Cowboys aren't supposed to own up to this but I have spent time with sheep. Not in the prurient sense of the character in Dirck Van Sickle's Montana Gothic, and not even in Montana. This was in the borderlands country south of American Falls, Idaho.
I worked for a fellow named Barkdahl, and he ran sheep on government grazing in the higher lands above Rockland Valley where Highway 37 goes south. He had some of the best Basque sheepherder-dogs-horse teams that I ever ran into. Those sheepherders all lived out with the sheep in Sheep Camps like the one pictured here. These Conestoga Wagon-looking "camps" were probably among the first travel trailers. They were well equipped and could be pulled from graze to graze over some pretty serious terrain.
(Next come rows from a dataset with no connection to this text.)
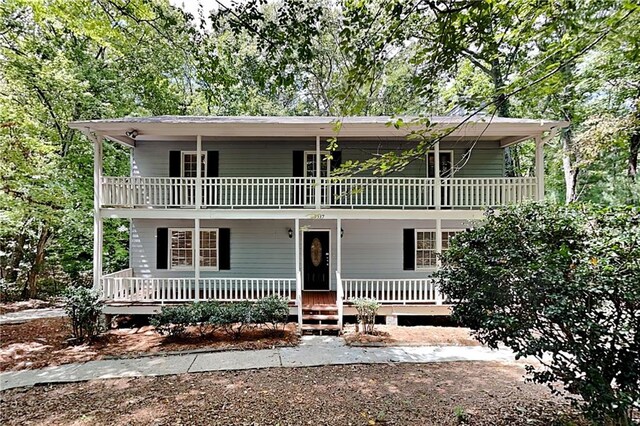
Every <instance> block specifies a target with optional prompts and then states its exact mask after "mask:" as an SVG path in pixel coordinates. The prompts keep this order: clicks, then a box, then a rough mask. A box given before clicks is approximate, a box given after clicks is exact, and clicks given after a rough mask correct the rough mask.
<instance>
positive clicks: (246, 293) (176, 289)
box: [102, 270, 296, 302]
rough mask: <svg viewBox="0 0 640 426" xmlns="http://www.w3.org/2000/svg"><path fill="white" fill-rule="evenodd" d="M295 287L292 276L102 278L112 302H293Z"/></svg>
mask: <svg viewBox="0 0 640 426" xmlns="http://www.w3.org/2000/svg"><path fill="white" fill-rule="evenodd" d="M128 271H130V270H128ZM129 275H131V274H129ZM295 288H296V280H295V279H294V278H201V279H200V280H199V281H196V279H195V278H142V277H133V276H118V275H116V276H114V274H112V275H105V276H103V277H102V289H103V298H104V300H108V301H113V302H193V301H197V300H218V301H224V302H231V301H241V300H251V301H255V300H259V299H262V298H264V297H267V296H272V295H279V296H281V297H284V298H286V299H287V300H289V301H293V300H295V298H294V294H295Z"/></svg>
When I came up with the idea of walking the western borders I tried to find one to use as a portable base camp but these babies are not cheap these days. You can grab the one in this picture for a mere $35,000. Etsy, the web site with all the info, has some great pictures of the inside of this custom-built sheepwagon. The guy who built this camp, Jimmy Howard, lives in Seattle and displays his rustic art in all the posh western ski towns. I'll have to look him up.
Check out the Walk the Lines, Tell the Stories site too. I plan to put up another Tall Tale there soon. And hopefully some diagrams of sheep camps. In the meantime if you want to get some idea of what it is like to live in a sheep camp check out this true account.
I ended up with a little 16' RoadRunner trailer that isn't nearly as salty as a sheep camp but I got a deal on a new one for about 1/3 the price of Etzy's camp. Maybe I'll through up some diagrams of that, too, and we can compare them to the tried and true Basque floorplan.